Thiago Pongelupe, diretor de Vendas Técnicas da Elea, explicou que o pico de dados é comparável à transferência de 30 mil fotos em um único segundo. Os data centers funcionam como etapa intermediária entre as câmeras dos estádios e o telespectador, processando e distribuindo os dados de transmissão.
O executivo afirmou que o crescimento do streaming aumentou a relevância desses centros, que hoje são pontos centrais para processamento, armazenamento e distribuição de conteúdos. Além da transmissão, as estruturas lidam com dados de redes sociais, e-commerce e plataformas financeiras, que também registram alta demanda em grandes eventos.

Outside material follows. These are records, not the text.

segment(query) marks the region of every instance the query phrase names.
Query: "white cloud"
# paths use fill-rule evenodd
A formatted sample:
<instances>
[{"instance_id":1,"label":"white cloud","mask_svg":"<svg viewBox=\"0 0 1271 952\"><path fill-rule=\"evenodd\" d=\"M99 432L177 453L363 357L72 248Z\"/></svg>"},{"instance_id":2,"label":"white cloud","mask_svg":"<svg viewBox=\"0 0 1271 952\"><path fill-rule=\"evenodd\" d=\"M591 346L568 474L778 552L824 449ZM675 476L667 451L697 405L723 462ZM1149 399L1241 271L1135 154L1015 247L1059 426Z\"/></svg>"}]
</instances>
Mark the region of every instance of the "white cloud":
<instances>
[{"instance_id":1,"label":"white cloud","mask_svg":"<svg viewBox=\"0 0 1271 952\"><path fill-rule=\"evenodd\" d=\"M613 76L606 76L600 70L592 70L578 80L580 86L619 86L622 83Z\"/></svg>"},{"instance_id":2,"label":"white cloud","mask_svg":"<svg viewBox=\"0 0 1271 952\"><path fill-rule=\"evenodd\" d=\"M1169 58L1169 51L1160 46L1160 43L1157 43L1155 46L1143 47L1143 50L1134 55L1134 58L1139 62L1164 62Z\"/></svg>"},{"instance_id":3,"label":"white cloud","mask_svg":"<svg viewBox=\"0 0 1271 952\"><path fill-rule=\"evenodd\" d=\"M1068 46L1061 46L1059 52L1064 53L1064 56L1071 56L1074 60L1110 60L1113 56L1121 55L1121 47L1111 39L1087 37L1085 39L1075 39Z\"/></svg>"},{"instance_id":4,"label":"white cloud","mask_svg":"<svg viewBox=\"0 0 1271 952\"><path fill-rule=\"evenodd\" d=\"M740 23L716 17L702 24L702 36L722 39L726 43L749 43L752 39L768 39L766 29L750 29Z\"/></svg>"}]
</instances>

Pongelupe destacou que grandes eventos são planejados com antecedência, exigindo estratégias de redundância em energia, refrigeração e conectividade. Ele comentou que a infraestrutura principal já existe, mas a operação é adaptada para absorver volumes excepcionais de tráfego, sem que isso represente risco de falha com planejamento adequado.